Bioabsorbable polymer pitfalls and mistakes to avoid
Engineering devices with these materials requires selecting materials with the desired absorption rate — from weeks to years — and tuning that timetable with the chemistry of the material.
Abbott employees in the testing stage of the Esprit BTK stent development. [Photo courtesy of Abbott]
“The reality is that tuning the exact timetable is difficult, so at best you can get ballpark timeframes for absorption,” CytexOrtho co-founder and CEO Brad Estes told Medical Design & Outsourcing. “It’s not just chemical composition either. There are other important variables like geometry and the local implanted environment that also play a critical role in determining absorption rate.”
The performance of bioabsorbable materials can also be compromised by the application of too much heat during the injection process or exposure to heat over time.
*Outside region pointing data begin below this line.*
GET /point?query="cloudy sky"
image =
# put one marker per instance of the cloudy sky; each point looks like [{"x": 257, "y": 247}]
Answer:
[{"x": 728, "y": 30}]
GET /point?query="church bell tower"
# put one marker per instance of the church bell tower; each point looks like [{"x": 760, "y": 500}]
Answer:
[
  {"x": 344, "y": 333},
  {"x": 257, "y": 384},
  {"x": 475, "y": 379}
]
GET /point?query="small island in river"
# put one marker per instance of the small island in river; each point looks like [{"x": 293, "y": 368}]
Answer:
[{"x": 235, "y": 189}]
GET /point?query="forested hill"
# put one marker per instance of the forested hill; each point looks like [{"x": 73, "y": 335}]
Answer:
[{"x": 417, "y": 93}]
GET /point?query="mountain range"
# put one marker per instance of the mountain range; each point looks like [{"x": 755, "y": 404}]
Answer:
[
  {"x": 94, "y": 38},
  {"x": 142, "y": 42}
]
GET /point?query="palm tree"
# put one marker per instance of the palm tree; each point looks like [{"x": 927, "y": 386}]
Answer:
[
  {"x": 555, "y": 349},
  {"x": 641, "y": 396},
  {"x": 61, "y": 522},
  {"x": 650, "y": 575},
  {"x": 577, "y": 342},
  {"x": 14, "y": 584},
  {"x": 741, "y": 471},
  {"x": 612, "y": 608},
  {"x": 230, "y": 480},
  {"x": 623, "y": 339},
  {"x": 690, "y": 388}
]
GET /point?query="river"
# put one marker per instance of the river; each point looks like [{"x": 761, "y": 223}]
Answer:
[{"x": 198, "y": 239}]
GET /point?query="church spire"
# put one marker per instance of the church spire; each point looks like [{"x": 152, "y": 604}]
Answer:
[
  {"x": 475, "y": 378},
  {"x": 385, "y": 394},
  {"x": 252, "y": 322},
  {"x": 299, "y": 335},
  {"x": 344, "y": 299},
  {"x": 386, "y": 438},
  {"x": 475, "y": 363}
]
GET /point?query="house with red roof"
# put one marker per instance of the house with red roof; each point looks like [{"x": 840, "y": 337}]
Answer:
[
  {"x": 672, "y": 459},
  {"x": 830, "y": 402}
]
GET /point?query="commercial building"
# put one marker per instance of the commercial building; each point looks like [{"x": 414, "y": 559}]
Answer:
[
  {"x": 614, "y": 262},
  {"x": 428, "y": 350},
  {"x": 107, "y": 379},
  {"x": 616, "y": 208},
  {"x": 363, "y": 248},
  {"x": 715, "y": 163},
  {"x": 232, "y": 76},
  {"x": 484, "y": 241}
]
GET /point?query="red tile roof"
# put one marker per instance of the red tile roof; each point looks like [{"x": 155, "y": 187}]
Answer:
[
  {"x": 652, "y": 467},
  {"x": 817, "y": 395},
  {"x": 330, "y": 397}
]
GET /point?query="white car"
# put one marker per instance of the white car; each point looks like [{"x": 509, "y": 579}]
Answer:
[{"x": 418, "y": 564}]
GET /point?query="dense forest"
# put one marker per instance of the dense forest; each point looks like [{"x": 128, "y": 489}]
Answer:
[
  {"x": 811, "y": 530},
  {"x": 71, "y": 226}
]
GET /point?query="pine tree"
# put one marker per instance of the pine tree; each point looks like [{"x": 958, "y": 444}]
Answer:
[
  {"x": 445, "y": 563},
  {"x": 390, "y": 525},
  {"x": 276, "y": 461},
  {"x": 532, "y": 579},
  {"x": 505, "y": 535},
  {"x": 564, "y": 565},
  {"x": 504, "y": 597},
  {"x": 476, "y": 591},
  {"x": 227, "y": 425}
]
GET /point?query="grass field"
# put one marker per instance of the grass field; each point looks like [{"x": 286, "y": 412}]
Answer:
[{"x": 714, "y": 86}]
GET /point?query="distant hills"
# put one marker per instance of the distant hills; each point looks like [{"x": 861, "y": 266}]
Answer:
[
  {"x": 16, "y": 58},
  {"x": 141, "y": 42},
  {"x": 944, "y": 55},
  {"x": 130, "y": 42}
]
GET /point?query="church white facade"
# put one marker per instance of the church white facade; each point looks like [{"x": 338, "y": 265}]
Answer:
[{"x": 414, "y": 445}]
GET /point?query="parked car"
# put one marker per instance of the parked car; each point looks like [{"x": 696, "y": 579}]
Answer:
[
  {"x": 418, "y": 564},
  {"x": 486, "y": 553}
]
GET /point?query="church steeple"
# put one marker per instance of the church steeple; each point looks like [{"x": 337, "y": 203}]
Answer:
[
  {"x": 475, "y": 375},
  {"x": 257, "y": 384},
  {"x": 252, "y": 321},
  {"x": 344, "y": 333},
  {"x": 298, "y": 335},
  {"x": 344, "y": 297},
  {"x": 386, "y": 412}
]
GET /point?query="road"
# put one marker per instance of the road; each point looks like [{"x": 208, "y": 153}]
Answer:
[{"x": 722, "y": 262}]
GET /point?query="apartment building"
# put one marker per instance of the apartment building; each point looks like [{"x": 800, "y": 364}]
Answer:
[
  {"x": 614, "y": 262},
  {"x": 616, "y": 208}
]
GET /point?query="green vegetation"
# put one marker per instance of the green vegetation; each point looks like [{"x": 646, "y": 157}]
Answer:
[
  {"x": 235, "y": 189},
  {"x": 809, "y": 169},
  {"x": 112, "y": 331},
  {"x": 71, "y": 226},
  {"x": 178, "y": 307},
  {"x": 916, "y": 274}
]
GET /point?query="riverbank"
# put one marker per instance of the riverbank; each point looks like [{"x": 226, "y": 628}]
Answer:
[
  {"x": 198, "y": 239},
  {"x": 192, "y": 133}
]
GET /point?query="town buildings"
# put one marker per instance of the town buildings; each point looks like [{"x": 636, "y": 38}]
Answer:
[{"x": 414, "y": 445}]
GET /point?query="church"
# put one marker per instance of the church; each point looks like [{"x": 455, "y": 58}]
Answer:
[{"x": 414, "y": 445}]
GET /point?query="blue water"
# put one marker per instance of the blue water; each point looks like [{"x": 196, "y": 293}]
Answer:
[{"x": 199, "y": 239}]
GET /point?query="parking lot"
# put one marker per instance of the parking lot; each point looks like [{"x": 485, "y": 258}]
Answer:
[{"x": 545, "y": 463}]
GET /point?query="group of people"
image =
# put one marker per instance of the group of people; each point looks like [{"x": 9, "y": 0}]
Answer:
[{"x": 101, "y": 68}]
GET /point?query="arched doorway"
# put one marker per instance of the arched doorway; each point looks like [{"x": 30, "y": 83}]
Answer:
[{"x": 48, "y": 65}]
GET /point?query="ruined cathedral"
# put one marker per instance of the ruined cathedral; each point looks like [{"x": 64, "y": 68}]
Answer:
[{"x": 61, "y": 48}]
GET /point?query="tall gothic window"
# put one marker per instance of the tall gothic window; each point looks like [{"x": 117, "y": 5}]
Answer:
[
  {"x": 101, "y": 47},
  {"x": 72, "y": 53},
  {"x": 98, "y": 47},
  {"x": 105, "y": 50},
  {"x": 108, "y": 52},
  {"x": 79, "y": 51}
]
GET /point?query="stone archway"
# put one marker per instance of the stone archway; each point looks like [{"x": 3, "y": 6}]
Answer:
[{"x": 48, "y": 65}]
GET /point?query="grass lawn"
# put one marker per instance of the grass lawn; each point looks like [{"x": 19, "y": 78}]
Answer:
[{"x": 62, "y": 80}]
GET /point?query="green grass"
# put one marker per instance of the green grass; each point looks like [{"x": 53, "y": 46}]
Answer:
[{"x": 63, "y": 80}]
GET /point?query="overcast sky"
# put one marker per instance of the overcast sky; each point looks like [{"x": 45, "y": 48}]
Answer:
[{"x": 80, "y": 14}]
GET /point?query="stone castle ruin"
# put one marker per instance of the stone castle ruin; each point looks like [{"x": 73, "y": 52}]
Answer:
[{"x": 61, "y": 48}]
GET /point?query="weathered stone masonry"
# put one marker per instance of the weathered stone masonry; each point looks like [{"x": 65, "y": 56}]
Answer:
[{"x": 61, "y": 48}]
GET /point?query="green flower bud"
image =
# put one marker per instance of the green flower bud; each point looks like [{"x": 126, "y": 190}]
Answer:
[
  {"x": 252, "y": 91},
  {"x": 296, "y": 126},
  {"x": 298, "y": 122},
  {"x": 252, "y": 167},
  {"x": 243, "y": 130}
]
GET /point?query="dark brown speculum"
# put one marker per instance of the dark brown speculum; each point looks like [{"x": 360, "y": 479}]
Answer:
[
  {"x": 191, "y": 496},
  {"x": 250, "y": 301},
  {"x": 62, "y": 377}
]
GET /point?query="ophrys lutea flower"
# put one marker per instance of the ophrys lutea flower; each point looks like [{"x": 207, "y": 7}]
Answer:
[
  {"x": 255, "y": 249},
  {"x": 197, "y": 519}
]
The materials can also be easily damaged by improper handling or storage.
Bioabsorbables have relatively high viscosity, making them susceptible to shear forces that destroy the integrity of the material during processing.
Molding these materials requires a controlled environment, and the packaging and sterilization of the final product is part of the design for manufacturing process.
Attempts to create bioresorbable implants by replacing metal with a bioabsorbable polymer are likely doomed to fail if the developers do not appreciate differences in the microstructure of the materials.
“We have relied on a nomenclature and anticipated evidence for failure from the metal stent performance and this is not appropriate,” Pei-Jiang Wang of Boston University et al. argued in their analysis of bioresorbable coronary scaffolds. “Failure modes for polymer and metal implants are not the same.”
In a study sponsored by Boston Scientific and the National Insitutes of Health, Wang’s group analyzed the microstructures of poly-L-lactic acid (PLLA) coronary scaffolds. Raman spectroscopy revealed that strain-induced heterogeneity in alignment and crystallinity increased localized degradation, compromising structural integrity that contributes to premature clinical failure.
“Research strategies inherited from metal stents fail to consider polymer microstructures and dynamics [leading to] significant localized structural irregularities that cause asymmetric degradation,” Wang concluded.